A message from Jens Goennemann
Good afternoon, and I hope you enjoyed yesterday’s celebrations of International Women’s Day 2023.
As we do each year, the Advanced Manufacturing Growth Centre used the occasion to put forward some high-achieving women in our industry.
We hope that our inspiring examples help to stamp out old perceptions which still unfortunately linger among the public of manufacturing as a ‘smokey and blokey’ industry.
Our cohort came from radically different backgrounds; among them was a podiatrist, a fashion business founder, and a biomedical engineering researcher.
We salute the important work of our female manufacturing leaders. Their businesses are helping workers in dangerous sites get through a day without injuries, providing electronic components to high tech industries, literally giving a voice to the voiceless, and more. You can find their stories here.
Another incredible woman I’d like to (re-)draw your attention to is Bonnie Hancock, whom I recently interviewed. Bonnie is an ultra-endurance athlete of giant accomplishments, and only the fifth person to paddle around Australia, a trip of nearly 13,000 kilometres.
Her 254 days are a world record, regardless of gender, and beat the previous record (held by another woman, Freya Hoffmeister).
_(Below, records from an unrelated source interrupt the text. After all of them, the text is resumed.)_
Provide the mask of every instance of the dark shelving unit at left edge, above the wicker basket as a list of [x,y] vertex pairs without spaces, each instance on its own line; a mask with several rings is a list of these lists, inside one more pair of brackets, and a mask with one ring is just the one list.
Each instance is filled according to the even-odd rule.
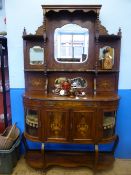
[[0,132],[11,124],[7,39],[0,37]]

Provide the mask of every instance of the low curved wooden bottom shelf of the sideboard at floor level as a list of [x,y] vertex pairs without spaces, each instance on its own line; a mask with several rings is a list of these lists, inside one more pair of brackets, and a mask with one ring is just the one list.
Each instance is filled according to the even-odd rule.
[[35,169],[63,167],[88,167],[103,170],[113,166],[114,157],[110,152],[74,152],[74,151],[38,151],[28,150],[25,154],[26,162]]

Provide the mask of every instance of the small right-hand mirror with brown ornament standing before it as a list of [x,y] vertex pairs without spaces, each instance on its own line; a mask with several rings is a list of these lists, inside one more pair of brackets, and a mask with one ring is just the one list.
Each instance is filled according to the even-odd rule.
[[111,48],[110,46],[100,48],[99,59],[101,61],[102,69],[112,69],[114,65],[114,48]]

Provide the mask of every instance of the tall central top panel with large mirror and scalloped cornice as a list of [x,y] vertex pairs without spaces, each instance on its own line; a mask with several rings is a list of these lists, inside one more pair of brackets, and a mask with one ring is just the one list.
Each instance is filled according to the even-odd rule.
[[95,23],[101,6],[42,6],[48,69],[92,70]]

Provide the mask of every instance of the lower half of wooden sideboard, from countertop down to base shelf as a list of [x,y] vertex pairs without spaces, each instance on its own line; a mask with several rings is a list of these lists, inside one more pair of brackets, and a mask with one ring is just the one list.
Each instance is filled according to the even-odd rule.
[[[104,100],[103,100],[104,101]],[[115,121],[118,98],[96,101],[38,100],[24,97],[26,160],[34,168],[52,165],[88,166],[103,169],[112,165],[118,144]],[[89,103],[88,103],[89,102]],[[39,141],[41,150],[31,150],[26,139]],[[44,143],[93,144],[94,151],[47,151]],[[114,142],[111,152],[100,152],[98,145]],[[35,163],[37,159],[37,164]]]

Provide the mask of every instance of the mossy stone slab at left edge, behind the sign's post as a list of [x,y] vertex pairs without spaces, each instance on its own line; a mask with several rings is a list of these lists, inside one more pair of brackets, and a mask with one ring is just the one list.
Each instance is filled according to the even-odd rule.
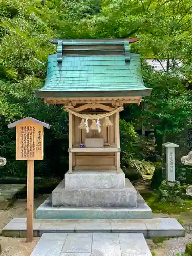
[[16,193],[25,186],[25,184],[0,184],[0,210],[4,210],[13,204],[16,200]]

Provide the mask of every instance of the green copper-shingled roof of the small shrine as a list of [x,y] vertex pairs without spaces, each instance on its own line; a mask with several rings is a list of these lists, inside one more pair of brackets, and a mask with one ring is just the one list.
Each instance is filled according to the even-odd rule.
[[[140,55],[130,53],[129,41],[103,44],[107,46],[103,48],[102,41],[75,44],[73,40],[66,42],[67,48],[65,42],[58,41],[57,53],[48,57],[45,85],[36,90],[36,96],[79,97],[91,96],[93,92],[100,96],[102,93],[115,96],[120,92],[124,96],[150,95],[151,89],[143,83]],[[80,47],[75,48],[76,45]]]

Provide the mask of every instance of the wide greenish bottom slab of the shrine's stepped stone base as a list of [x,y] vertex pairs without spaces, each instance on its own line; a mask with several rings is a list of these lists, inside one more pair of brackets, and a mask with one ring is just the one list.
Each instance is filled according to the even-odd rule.
[[36,210],[40,219],[150,219],[152,210],[137,192],[137,207],[53,207],[51,197]]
The three runners-up are men.
In our conversation you can hear from Bonnie how she overcame the many pains and dangers to circle our continent, and if you don’t find this a most inspiring accomplishment then you can’t be helped.
To go from an individual abundance of grit to our collective abundance of natural resources, Australia is at a crossroad for adding value to our critical and globally sought-after minerals, particularly those required for the manufacture of lithium batteries.
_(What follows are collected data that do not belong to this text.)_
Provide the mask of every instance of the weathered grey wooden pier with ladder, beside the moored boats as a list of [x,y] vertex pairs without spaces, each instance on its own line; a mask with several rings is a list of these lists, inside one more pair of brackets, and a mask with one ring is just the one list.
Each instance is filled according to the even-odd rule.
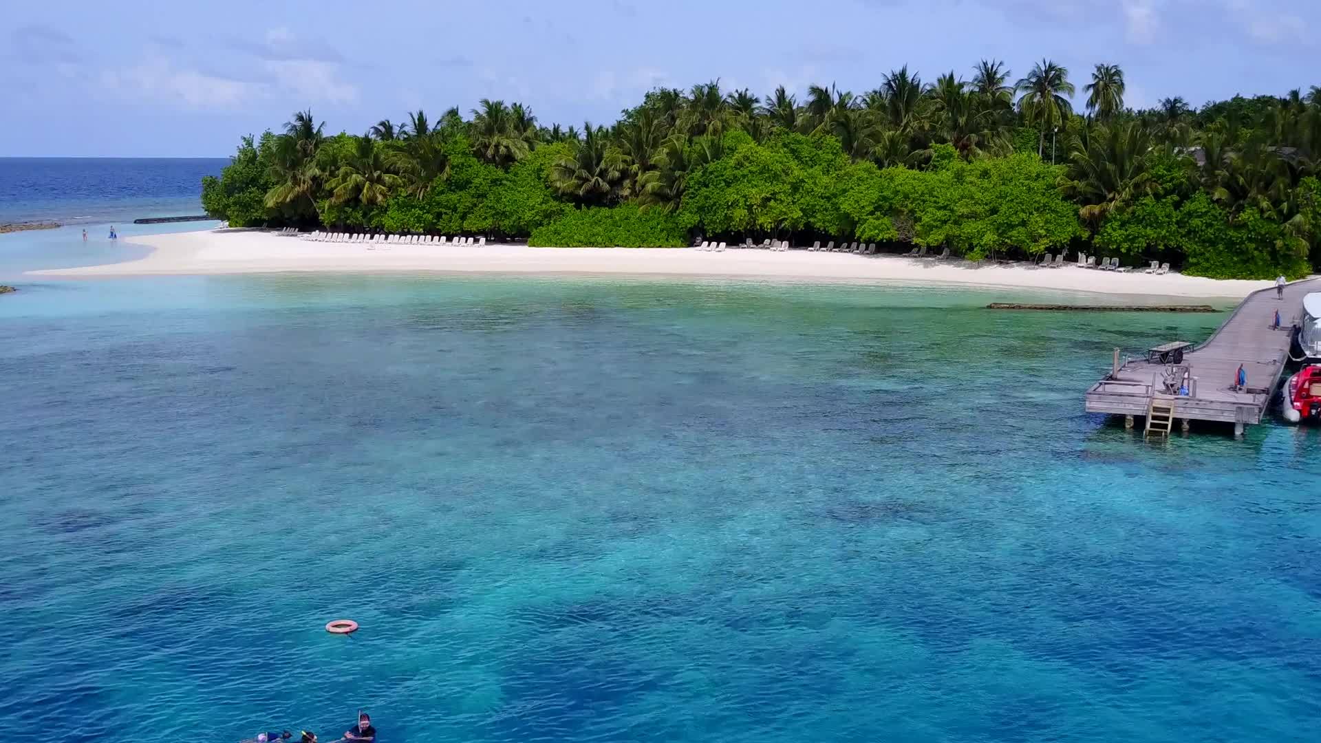
[[[1267,415],[1303,316],[1303,296],[1313,291],[1321,291],[1321,282],[1288,284],[1283,301],[1273,287],[1252,292],[1202,344],[1165,344],[1141,360],[1122,360],[1116,349],[1110,374],[1087,390],[1087,412],[1123,415],[1128,427],[1135,416],[1147,418],[1148,434],[1155,419],[1164,427],[1157,432],[1168,432],[1173,420],[1185,430],[1189,420],[1213,420],[1232,423],[1242,435]],[[1243,387],[1235,385],[1239,365],[1247,375]]]

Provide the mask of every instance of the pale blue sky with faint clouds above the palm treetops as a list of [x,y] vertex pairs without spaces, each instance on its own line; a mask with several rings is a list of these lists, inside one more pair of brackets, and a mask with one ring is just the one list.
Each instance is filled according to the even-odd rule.
[[581,128],[660,85],[802,98],[982,58],[1053,59],[1079,107],[1098,62],[1129,106],[1199,106],[1321,85],[1318,38],[1318,0],[28,0],[0,19],[0,156],[227,156],[296,110],[359,134],[482,98]]

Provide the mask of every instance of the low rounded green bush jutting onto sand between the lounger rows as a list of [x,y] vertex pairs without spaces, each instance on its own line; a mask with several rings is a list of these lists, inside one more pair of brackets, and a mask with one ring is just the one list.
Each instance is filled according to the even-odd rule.
[[572,209],[532,230],[528,245],[547,247],[683,247],[688,231],[674,214],[637,204]]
Launching consultations for the National Battery Strategy last month, federal Industry Minister Ed Husic said: “If we can mine it here, we should make it here.”
We have a long way to go with lithium, which we lead the world in digging and shipping as an ore.
Experts argue that there is huge untapped value-adding potential, in chemicals, advanced materials, cells and elsewhere, but time is of the essence.
Dr Alan Finkel, the former Australian Chief Scientist, said recently that there are two forces combining to push us towards being “a value-adding superpower”: nations wanting to de-risk their supply chains away from China, and such nations wanting materials created through clean energy.
China leads the world in the import, refining and consumption of lithium, driven by their battery manufacturers.
AMGC has been enthusiastic about the potential offered by the global lithium battery value chain.
We have supported two collaborative projects led by Energy Renaissance, a manufacturer of battery packs, racks and integrated solutions optimised for hot conditions such as in Australia and elsewhere, yet we share Energy Renaissance’s frustration that their lithium feedstock must be re-imported after being dug up here and processed elsewhere.
AMGC has also co-invested in projects by companies making battery precursor materials. For example, VSPC which is manufacturing lithium iron phosphate powder or specialised componentry maker Feline that intends to manufacture a superior lithium ion battery cell and others.
Our opinion is that the potential is very real, and – in close consultation with our members – we were eager to advocate for our domestic industry players in our submission to the National Battery Strategy.
Let’s see how this all plays out. That’s it from me for March.